Single neurons can express multiple neurotransmitters and in addition, can switch their transmitter phenotype during development. We are interested in identifying what factors may be involved in determining transmitter specificity. Approximately thirty neurons in C. elegans stain with an antibody specific for the RFamide moiety of the neuropeptide FMRFamide [see WBG 9(3):110]. Screening of Stuart Kim's cDNA library with degenerate oligonucleotides against FMRFGK(R) yielded a 659 bp hybridizing clone whose putative translation product encodes eight potential neuropeptides. Seven of these neuropeptides share the same carboxy terminal -PNFLRFamide structure. Primer extension analysis has shown that this cDNA is not full length. Since screening of the MIT and MRC cosmid libraries yielded no hybridizing clones, we screened a lambda 1059 genomic library ( courtesy of Scott Emmons), and isolated thirteen hybridizing clones. By restriction mapping, the clones were separated into four overlapping classes. A hybridizing 3 kb EcoRI fragment was subcloned and sequenced from two separate isolates.
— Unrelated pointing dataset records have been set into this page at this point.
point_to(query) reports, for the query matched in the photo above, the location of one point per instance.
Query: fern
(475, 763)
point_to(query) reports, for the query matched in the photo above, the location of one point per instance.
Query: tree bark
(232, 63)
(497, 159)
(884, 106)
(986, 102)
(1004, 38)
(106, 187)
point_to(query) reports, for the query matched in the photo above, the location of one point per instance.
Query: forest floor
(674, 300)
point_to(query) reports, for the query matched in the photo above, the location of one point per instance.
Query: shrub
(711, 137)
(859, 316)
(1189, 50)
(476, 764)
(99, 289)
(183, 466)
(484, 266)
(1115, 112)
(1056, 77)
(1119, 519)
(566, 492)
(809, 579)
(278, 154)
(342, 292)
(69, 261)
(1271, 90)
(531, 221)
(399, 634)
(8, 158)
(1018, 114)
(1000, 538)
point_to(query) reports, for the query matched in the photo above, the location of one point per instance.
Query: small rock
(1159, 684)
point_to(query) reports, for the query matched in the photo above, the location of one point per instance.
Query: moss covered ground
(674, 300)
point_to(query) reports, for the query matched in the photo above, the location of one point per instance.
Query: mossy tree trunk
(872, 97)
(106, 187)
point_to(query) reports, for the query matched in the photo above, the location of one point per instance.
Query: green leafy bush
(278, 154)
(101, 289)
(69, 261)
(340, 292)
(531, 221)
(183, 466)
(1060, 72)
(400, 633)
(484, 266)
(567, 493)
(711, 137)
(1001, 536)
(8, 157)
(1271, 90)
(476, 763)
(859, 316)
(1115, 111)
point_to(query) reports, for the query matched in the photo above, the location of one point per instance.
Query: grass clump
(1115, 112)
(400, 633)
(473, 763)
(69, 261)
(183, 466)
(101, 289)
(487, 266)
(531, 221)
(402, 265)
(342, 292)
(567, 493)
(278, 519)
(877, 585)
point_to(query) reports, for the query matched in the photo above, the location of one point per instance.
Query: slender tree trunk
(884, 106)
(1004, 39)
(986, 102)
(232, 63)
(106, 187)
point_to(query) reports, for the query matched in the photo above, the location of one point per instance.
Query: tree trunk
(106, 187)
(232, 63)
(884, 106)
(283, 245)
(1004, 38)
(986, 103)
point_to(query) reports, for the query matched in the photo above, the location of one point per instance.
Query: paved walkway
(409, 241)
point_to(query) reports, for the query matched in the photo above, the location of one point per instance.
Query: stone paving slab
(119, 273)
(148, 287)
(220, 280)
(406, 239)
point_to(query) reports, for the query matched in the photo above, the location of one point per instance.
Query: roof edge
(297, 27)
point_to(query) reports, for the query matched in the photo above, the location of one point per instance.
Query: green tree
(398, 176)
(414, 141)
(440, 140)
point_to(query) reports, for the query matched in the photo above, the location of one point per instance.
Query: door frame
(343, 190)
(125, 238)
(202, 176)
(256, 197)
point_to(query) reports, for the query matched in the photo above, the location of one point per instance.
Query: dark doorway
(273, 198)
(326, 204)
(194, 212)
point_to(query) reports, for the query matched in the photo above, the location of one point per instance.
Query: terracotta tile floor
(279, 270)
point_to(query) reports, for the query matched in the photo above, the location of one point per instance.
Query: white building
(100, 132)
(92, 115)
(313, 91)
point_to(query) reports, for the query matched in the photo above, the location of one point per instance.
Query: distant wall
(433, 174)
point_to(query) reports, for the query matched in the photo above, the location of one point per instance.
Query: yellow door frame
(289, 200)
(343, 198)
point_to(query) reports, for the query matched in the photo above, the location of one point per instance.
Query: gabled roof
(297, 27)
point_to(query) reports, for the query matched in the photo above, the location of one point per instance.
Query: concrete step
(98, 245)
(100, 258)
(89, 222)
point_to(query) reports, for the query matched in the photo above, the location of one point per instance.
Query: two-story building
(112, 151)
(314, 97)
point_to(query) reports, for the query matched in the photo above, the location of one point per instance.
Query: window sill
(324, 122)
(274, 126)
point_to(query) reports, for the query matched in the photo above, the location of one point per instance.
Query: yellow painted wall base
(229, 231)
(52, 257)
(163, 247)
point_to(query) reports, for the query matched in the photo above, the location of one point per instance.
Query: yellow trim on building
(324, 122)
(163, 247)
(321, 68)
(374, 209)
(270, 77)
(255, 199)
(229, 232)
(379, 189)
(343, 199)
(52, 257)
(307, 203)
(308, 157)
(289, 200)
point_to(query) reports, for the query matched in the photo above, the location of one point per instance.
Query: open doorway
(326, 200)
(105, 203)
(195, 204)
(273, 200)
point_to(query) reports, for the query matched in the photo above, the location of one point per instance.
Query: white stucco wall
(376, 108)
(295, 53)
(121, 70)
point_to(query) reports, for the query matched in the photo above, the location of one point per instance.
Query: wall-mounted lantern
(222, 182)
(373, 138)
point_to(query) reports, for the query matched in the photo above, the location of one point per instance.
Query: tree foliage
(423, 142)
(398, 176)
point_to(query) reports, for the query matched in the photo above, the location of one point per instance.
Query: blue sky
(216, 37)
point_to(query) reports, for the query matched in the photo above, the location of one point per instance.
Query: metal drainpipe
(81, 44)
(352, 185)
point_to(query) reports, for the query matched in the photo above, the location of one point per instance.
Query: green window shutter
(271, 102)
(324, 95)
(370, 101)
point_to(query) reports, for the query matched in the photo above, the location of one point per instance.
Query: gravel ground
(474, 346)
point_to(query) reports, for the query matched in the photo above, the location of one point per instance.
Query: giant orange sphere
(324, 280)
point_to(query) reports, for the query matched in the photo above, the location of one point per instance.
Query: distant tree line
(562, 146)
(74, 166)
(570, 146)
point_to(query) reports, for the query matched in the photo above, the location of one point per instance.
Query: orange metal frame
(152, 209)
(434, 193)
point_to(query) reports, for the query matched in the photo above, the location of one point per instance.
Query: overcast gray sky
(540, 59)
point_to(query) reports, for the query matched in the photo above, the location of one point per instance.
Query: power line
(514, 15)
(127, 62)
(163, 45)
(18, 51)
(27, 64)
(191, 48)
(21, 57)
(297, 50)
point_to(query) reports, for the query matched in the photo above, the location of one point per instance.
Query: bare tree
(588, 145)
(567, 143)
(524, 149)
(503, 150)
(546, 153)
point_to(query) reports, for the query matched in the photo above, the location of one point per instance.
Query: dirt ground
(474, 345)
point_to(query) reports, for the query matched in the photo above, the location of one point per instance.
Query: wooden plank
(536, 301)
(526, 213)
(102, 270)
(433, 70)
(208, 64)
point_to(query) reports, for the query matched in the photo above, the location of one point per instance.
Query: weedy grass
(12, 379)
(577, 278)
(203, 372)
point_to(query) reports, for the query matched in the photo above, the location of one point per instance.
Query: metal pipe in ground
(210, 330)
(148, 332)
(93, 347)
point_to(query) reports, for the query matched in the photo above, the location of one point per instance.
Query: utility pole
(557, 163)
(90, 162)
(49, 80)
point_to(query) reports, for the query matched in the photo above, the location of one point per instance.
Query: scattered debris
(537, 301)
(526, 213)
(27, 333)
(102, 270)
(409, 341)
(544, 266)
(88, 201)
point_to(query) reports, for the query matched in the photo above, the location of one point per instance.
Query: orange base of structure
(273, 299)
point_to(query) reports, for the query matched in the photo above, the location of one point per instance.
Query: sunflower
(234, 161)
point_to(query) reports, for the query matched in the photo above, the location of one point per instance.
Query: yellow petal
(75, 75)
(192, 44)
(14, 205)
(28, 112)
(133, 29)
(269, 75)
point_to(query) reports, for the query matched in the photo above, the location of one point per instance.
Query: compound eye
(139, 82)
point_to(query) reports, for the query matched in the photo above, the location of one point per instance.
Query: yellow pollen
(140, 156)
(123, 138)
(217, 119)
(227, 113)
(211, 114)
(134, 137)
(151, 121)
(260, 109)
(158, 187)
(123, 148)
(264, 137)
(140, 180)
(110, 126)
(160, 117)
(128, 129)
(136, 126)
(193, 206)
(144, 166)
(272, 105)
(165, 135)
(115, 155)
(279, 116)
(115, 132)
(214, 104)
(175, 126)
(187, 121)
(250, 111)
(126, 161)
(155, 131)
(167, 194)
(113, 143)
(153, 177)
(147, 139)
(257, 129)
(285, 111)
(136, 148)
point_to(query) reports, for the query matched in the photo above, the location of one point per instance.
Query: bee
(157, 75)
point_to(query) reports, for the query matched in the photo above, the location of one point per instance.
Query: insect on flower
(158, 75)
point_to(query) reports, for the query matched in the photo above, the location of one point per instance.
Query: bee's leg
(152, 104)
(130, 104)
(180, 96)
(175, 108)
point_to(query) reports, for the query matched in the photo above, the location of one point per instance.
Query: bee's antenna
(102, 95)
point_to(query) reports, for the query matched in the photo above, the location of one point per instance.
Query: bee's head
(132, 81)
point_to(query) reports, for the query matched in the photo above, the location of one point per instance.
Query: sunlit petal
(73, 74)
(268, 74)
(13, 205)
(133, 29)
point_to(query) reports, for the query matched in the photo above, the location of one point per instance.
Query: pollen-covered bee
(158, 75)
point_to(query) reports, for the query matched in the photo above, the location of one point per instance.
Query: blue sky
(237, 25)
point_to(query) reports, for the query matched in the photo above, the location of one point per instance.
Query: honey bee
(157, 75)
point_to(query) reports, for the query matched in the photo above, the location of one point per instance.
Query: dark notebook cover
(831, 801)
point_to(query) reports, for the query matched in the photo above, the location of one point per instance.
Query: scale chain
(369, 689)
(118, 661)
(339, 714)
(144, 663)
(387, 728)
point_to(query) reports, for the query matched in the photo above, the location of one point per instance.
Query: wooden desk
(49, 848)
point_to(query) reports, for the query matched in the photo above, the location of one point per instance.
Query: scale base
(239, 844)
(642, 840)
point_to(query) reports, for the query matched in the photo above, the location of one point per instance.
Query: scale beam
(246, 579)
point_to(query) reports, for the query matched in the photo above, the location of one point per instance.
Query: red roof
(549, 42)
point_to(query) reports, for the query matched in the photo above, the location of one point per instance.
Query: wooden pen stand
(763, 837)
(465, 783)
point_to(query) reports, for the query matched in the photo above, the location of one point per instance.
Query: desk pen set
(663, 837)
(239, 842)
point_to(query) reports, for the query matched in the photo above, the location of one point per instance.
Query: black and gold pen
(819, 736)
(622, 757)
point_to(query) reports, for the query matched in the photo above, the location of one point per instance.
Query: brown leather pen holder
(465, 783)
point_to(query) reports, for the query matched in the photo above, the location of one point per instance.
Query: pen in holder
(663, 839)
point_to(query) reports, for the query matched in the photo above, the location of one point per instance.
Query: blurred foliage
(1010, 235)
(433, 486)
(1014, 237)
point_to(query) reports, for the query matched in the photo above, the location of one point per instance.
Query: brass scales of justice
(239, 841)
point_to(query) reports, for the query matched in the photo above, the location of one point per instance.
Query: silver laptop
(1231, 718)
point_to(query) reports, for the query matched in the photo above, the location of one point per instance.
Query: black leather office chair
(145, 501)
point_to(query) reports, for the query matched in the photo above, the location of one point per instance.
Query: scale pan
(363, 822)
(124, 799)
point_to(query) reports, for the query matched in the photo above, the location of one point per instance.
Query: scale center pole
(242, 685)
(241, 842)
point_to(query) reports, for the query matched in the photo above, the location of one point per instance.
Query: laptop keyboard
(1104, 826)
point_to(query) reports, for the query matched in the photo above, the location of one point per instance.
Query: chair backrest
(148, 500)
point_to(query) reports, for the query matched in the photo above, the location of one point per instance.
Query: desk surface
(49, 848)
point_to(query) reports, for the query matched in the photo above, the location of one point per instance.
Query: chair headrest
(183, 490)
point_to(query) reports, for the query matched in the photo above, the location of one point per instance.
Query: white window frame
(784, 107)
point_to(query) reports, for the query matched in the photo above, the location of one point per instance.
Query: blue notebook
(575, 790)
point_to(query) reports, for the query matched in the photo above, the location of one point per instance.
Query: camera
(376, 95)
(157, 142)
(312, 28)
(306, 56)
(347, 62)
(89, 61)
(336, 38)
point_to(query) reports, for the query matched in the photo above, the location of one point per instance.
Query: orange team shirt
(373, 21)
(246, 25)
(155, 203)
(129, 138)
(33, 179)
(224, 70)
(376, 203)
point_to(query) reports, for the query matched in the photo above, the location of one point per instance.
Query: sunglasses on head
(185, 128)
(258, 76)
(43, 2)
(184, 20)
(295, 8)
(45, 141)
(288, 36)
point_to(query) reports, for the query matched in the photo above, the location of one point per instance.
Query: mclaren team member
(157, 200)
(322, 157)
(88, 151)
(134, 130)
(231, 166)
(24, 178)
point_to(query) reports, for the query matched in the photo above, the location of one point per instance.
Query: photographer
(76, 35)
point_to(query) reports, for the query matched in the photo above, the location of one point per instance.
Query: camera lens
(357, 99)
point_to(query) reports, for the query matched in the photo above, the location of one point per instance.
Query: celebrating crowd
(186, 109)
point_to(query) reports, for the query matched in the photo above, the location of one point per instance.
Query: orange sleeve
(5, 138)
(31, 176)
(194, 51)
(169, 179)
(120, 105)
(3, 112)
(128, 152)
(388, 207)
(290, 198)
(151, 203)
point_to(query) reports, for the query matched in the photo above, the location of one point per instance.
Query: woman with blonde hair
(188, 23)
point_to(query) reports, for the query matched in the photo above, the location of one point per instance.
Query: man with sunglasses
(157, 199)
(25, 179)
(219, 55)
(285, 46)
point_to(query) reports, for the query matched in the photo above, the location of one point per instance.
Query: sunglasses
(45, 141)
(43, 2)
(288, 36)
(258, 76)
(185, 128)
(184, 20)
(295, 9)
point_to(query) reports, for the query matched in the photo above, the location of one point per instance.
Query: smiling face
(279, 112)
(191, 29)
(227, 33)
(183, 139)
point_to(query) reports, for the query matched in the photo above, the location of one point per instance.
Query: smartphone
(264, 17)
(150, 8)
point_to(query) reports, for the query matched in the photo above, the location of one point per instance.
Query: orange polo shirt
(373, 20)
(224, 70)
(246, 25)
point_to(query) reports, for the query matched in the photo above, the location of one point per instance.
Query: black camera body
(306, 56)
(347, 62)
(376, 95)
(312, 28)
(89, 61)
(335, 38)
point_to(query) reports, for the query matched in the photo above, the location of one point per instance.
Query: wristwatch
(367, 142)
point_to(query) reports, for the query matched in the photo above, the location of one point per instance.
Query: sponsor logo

The clones contain approximately 300bp upstream of the start of the cDNA, the entire cDNA, and a poly adenylation signal. Constructs are being made to analyze the promoter region using the beta-galactosidase gene as a reporter in microinjection studies. Concurrently, we have begun the purification of FMRFamide-like peptides from worm extracts. Radioimmunoassays show the presence of FMRFamidelike peptides, and further characterization of the extracts by reverse phase HPLC reveals at least five peaks of FMRFamide-like immunoreactivity.

Kara Thoemke et al. (2001) International C. elegans Meeting "Identification and characterization of putative male-specific sexual regulators and TRA-1 target genes"

Woelsung Yi, Jennifer Ross, Kara Thoemke, David Zarkower, Marc Sohrmann

[International C. elegans Meeting, 2001]

C. elegans is highly sexually dimorphic, with about 30% of the somatic cells in the adult hermaphrodite and 40% of the somatic cells in the adult male being sexually specialized. In C. elegans , all aspects of somatic sexual development are controlled by TRA-1A, a zinc finger transcription factor. Sexual dimorphism in C. elegans affects all tissue types and is achieved through diverse mechanisms including sex-specific cell divisions and migrations, sex-specific cell death, generation of sex-specific blast cells and sex-specific changes in gene expression. TRA-1A probably directly regulates multiple genes involved in restricted aspects of sexual differentiation, and an important goal is to identify these genes. We have identified a large number of male-enriched genes in C. elegans using microarray analysis with help from Stuart Kim and the Stanford Microarray Database curators. We have compared N2 XX hermaphrodites and tra-2(ts) XX pseudomales from the L2 through the L4 stages to generate a developmental profile of sex-specific gene expression. Many of these genes likely function as male-specific sexual regulators. We have also identified putative TRA-1A binding sites in the C. elegans genome using a hidden Markov model (HMM) computer algorithm and weight matrix searches. Combining these two approaches, we seek to identify and characterize male-specific TRA-1A target genes in an effort to understand the mechanisms by which C. elegans achieves sexual dimorphism. We are currently conducting functional analysis of these putative male sexual regulators using RNAi and GFP reporter analysis.